In short, Friedman says, “The U.S. sanctions strategy is therefore not designed to change Russian policies; it is designed to make it look like the United States is trying to change Russian policy. And it is aimed at those in Congress who have made this a major issue and at those parts of the State Department that want to orient U.S. national security policy around the issue of human rights. Both can be told that something is being done -- and both can pretend that something is being done -- when in fact nothing can be done. In a world clamoring for action, prudent leaders sometimes prefer the appearance of doing something to actually doing something.” (For a more complete analysis by Friedman, see

Conclusion. There seems to be no shortage of advice but little of it is actionable for the short term – and most politicians do not think long term.

Kerry and apartheid
Last Sunday, Secretary of State John Kerry told a closed Trilateral Commission meeting in Washington that if Israel doesn’t conclude an agreement with the Palestinians soon Israel could become “an apartheid state.”

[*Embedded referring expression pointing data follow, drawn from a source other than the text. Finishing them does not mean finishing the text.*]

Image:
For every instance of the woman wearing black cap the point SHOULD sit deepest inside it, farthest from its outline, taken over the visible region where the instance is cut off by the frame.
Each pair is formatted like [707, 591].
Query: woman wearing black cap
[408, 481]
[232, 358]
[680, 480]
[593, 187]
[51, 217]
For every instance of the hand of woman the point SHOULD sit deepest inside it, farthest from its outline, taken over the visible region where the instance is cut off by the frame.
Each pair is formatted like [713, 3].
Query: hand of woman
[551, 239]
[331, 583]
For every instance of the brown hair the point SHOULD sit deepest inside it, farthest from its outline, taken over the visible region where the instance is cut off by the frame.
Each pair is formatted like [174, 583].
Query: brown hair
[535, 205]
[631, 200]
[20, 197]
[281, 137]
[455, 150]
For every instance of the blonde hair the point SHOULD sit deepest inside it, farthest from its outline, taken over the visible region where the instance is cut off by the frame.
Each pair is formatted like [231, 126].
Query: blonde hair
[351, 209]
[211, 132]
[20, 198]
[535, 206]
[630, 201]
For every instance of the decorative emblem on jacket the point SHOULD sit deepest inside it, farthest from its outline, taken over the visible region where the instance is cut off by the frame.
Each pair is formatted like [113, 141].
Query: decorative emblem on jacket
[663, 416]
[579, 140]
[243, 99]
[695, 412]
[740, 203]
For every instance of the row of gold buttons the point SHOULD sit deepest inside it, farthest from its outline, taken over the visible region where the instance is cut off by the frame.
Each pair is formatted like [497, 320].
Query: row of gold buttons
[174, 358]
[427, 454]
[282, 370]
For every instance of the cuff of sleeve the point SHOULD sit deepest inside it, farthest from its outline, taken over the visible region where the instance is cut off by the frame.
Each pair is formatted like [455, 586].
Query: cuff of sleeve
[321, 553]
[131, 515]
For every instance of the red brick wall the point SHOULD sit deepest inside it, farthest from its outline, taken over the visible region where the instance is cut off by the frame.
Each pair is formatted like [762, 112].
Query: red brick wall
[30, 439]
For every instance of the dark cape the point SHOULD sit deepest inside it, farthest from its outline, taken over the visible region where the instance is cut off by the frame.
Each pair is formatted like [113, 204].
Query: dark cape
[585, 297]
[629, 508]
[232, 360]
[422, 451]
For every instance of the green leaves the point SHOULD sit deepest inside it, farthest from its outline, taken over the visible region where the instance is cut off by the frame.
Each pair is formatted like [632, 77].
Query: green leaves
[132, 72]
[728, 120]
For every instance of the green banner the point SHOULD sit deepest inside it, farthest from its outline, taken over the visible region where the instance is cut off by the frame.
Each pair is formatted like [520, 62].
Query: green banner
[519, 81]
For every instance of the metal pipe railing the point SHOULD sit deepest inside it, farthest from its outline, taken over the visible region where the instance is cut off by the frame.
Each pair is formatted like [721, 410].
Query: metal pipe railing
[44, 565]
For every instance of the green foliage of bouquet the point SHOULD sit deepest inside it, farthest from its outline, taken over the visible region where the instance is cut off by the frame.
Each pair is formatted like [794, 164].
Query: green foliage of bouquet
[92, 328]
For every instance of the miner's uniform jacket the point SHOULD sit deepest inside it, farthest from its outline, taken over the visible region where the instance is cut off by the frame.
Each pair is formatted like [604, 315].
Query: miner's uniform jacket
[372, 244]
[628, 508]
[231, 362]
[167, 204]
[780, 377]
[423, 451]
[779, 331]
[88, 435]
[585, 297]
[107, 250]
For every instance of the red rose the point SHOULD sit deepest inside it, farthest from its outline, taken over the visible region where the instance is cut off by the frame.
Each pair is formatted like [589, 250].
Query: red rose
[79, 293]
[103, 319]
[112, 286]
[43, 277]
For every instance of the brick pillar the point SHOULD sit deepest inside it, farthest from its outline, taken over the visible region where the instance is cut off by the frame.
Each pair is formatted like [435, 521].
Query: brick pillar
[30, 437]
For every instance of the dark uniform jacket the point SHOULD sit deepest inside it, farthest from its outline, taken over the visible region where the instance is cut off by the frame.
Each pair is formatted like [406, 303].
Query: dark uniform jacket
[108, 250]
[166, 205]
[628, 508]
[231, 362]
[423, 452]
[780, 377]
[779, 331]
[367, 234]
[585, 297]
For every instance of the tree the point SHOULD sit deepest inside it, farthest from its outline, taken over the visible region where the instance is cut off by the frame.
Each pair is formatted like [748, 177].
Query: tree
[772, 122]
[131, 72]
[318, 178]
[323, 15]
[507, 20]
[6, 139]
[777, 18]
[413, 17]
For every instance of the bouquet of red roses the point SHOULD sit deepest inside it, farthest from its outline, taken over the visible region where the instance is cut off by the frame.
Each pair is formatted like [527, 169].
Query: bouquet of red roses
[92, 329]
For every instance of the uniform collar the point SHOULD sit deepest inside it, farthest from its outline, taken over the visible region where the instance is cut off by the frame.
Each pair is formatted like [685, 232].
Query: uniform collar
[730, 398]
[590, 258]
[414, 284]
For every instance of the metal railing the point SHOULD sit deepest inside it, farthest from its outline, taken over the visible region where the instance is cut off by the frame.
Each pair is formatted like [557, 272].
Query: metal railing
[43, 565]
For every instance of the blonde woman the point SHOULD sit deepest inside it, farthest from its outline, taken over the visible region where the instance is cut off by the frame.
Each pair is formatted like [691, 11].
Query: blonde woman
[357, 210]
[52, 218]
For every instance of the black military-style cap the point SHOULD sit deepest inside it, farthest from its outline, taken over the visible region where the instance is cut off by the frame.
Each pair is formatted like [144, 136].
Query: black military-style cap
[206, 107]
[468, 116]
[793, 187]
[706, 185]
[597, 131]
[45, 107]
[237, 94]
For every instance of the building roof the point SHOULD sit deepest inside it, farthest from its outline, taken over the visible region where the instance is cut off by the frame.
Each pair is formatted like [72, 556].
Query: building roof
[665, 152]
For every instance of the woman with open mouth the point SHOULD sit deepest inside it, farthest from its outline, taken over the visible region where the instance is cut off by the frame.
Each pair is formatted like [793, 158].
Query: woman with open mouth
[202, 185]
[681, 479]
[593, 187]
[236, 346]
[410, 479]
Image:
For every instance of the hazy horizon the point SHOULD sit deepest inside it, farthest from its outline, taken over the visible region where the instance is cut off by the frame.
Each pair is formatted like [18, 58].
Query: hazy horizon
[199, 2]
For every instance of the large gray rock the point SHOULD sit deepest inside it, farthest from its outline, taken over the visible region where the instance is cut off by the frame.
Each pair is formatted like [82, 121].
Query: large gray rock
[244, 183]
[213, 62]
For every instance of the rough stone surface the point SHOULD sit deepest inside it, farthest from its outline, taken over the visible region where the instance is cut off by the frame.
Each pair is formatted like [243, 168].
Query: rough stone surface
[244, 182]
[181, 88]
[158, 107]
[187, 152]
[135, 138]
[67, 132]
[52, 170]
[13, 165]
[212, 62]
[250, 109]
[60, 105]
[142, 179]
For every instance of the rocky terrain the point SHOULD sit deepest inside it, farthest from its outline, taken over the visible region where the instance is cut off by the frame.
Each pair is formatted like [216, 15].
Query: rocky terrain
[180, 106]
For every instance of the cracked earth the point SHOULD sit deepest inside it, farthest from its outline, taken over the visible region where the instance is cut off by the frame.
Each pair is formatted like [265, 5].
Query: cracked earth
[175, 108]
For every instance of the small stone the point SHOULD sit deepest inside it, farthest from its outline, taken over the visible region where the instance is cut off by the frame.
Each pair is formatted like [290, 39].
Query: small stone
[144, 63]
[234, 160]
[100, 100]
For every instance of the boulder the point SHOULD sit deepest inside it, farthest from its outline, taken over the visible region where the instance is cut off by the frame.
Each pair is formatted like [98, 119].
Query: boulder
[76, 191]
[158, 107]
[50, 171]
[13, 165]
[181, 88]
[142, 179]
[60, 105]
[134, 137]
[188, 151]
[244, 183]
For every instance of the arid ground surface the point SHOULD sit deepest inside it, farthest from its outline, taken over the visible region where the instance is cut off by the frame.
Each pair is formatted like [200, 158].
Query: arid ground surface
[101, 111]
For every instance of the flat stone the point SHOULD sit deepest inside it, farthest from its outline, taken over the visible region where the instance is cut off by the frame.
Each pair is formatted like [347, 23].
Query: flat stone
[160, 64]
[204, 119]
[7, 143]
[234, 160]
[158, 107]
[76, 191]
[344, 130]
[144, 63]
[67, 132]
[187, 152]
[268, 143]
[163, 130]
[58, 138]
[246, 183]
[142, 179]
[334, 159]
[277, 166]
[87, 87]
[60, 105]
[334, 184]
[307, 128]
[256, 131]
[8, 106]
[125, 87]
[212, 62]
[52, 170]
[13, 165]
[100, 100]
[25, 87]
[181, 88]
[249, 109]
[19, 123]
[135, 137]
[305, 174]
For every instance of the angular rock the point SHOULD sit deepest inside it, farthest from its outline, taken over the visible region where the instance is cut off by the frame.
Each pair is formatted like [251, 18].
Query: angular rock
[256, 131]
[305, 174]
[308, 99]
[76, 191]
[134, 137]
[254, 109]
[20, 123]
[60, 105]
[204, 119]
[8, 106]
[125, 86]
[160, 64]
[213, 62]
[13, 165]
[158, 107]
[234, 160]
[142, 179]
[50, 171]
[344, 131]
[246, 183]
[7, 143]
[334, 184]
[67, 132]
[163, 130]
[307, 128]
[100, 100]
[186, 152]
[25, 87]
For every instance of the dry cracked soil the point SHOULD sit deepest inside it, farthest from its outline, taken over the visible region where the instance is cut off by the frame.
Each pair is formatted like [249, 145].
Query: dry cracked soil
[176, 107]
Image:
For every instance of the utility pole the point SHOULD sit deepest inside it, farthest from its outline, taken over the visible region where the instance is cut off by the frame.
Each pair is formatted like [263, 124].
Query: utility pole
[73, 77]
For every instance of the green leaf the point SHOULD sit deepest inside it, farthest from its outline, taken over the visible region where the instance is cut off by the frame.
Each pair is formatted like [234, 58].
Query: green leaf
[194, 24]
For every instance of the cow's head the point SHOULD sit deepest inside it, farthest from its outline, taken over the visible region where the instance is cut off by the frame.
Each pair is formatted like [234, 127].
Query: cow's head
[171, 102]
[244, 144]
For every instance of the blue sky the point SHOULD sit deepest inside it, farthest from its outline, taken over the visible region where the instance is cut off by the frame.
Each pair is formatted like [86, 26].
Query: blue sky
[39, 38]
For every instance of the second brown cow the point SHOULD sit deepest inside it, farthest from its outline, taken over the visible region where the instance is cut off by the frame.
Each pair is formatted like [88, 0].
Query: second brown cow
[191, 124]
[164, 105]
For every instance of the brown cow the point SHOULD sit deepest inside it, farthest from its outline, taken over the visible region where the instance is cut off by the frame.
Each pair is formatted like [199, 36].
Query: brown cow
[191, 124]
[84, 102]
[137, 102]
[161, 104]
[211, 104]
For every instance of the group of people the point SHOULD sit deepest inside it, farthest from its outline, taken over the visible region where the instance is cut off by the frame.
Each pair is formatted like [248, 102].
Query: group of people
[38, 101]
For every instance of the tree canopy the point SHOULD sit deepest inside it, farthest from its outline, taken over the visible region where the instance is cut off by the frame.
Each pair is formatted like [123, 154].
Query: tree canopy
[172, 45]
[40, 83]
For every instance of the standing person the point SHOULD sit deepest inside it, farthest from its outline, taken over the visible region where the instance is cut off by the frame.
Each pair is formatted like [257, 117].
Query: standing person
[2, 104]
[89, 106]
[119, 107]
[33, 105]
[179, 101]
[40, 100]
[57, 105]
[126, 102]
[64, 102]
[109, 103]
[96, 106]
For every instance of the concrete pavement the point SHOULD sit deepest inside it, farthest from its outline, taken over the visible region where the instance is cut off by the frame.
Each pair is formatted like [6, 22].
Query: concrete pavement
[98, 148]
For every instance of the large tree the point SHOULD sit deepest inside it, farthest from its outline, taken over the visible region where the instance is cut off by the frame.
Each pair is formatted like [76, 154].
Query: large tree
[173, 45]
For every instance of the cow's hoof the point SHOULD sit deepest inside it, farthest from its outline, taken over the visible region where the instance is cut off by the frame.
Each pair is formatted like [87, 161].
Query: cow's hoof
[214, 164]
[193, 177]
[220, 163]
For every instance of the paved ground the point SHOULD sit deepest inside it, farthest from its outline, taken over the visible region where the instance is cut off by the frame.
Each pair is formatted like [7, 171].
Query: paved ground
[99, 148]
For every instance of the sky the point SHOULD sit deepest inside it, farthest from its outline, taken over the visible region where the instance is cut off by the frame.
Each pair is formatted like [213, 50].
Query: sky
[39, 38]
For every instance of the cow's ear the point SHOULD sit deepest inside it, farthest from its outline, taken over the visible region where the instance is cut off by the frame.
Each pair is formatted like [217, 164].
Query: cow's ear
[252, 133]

Whoa. “An apartheid state” is a loaded phrase. It’s a phrase that Israel’s enemies often use to describe Israel. And anyone, especially one engaged in diplomacy, would be very careful about its use. Was Kerry just a little too casual in using the “A” word? He’d like us to think so. But was he really?

Let’s look at the context. He made the statement to the Trilateral Commission, a forty-year-old group of leaders and opinion-makers from North America, Europe and Asia-Pacific. Membership is about 400 and some of the current members are Paul Volcker, David Gergen, Madeleine Albright, David Brooks, Mitch Daniels, Martin Feldstein, Austan Goolsbee, Jamie Gorelick, Richard N. Haass, Jane Harman, Jon Huntsman, Henry Kissinger, David Ignatius, Thomas (Mac) McLarty, John Negroponte, Meghan O’Sullivan, David Rockefeller, Gerald Seib, Olympia Snowe, Lawrence Summers and Strobe Talbott. This is not your everyday sittin’ ’round the barber shop crowd. If you were to be speaking to such an august group as the Trilateral Commission, you’d be darn sure that each and every word you used was finely vetted for maximum effect. Kerry has been around long enough to be aware that his remarks would not only have an effect on his audience but would make their way back to Israel.

Even Kerry admitted his remarks were precisely what he meant when he “walked them back” for home consumption the next day by saying, “I have been around long enough to also know the power of words to create a misimpression, even when unintentional.” “…create a misimpression, even when unintentional?” Isn’t that kind of a double negative meaning the same as “create an impression, even when intentional?”

It would appear that the Administration is putting Israel on notice that unless Israel conforms to America’s agenda, then America may join Israel’s enemies – at least in terms of intentional impressions.

Quote without comment
Then President George W. Bush, talking to Danish Prime Minister, Anders Fogh Rasmussen, as quoted in Peter Baker’s 2013 book, Days of Fire; Bush and Cheney in the White House: “[Putin is] not well informed. It’s like arguing with an eighth grader with his facts wrong.”